Labor is life!—’Tis the still water faileth;
Idleness ever despaireth, bewaileth;
Keep the watch wound, for the dark rust assaileth:
 Flowers droop and die in the stillness of noon.
Labor is glory!—the flying cloud lightens;
Only the waving wing changes and brightens;
Idle hearts only the dark future frightens;
 Play the sweet keys, wouldst thou keep them in tune.

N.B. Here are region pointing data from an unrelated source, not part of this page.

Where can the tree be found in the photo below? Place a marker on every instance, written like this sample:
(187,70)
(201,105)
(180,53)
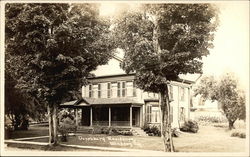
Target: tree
(20,106)
(226,91)
(162,41)
(56,46)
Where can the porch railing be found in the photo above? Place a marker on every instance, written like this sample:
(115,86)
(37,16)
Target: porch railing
(120,123)
(101,123)
(113,123)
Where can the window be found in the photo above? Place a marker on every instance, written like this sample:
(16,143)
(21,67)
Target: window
(153,114)
(182,114)
(121,89)
(149,111)
(109,90)
(90,91)
(182,92)
(118,89)
(134,90)
(99,90)
(171,114)
(171,95)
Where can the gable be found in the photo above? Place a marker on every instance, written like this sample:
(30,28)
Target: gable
(111,68)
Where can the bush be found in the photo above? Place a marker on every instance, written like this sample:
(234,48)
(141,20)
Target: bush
(190,126)
(238,134)
(212,119)
(152,130)
(175,132)
(66,124)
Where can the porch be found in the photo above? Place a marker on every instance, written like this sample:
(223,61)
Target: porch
(109,116)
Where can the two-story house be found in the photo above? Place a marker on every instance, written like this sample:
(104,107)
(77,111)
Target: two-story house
(114,101)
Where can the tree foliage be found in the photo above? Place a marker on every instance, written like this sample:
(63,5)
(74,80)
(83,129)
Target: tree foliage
(58,45)
(227,92)
(162,41)
(184,33)
(53,47)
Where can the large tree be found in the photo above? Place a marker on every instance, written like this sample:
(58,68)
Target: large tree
(162,41)
(227,93)
(53,48)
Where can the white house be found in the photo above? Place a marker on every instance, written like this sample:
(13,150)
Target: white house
(111,99)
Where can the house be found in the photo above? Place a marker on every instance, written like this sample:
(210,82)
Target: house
(112,100)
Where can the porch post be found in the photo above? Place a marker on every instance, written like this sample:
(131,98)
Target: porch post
(130,116)
(91,116)
(109,116)
(76,115)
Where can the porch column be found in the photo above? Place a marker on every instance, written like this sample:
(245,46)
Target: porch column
(109,116)
(130,116)
(76,115)
(91,116)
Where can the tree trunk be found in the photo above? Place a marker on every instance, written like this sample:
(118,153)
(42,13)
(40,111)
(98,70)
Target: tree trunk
(50,125)
(54,119)
(231,124)
(53,136)
(166,124)
(163,97)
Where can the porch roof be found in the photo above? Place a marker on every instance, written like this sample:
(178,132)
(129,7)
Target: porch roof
(108,101)
(102,101)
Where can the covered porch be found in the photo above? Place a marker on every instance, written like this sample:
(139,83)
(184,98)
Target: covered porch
(110,116)
(106,115)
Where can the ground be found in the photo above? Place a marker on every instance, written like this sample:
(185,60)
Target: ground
(208,139)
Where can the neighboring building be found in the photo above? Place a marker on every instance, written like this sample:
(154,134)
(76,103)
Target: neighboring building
(113,100)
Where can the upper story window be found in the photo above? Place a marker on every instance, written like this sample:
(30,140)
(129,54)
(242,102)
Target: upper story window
(99,90)
(171,94)
(90,90)
(134,89)
(121,89)
(109,90)
(182,93)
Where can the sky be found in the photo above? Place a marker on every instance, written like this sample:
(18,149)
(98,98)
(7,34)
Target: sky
(231,43)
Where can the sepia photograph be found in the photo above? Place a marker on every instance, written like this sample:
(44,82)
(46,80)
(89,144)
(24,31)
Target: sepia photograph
(124,78)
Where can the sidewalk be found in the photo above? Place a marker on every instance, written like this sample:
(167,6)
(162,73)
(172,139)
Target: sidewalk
(18,141)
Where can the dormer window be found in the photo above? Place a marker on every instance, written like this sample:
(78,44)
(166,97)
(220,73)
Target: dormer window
(90,91)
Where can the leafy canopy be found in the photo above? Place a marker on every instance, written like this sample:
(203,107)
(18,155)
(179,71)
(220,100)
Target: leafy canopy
(55,47)
(162,41)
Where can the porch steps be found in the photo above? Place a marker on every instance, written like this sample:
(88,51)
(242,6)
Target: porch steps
(84,129)
(136,131)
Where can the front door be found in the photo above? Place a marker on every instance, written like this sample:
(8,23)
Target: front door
(136,116)
(86,116)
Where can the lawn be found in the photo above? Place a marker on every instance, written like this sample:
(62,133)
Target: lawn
(208,139)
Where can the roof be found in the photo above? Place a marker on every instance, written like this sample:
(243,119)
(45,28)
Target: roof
(102,101)
(132,74)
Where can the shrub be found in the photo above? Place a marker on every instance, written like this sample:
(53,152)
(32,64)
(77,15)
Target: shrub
(66,124)
(238,134)
(212,119)
(152,130)
(175,132)
(190,126)
(114,131)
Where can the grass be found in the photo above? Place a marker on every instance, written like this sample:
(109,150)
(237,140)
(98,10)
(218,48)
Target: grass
(208,139)
(33,131)
(16,146)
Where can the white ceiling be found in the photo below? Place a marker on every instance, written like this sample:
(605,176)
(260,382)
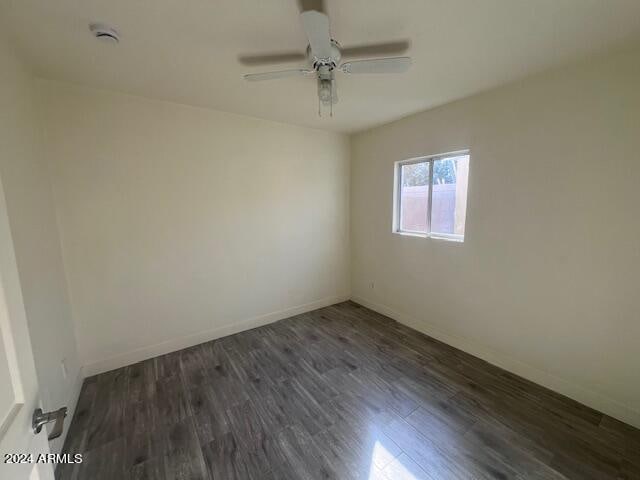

Labor is rest—from the sorrows that greet us;
Rest from all petty vexations that meet us.
Rest from sin-promptings that ever entreat us.
 Rest from world-sirens that lead us to ill.
Work,—and pure slumbers shall wait on thy pillow;
Work,—thou shalt ride o’er care’s coming billow;
Lie not down wearied ’neath woe’s weeping willow;
 Work with a stout heart and resolute will.

Droop not, though shame, sin, and anguish are round thee;
Bravely fling off the cold chain that hath bound thee;
Look on yon pure heaven smiling beyond thee;
 Rest not content in thy darkness,—a clod.
Work for some good,—be it ever so slowly;
Cherish some flower,—be it ever so lowly;
Labor!—all labor is noble and holy;
 Let thy great deeds be thy prayer to thy God.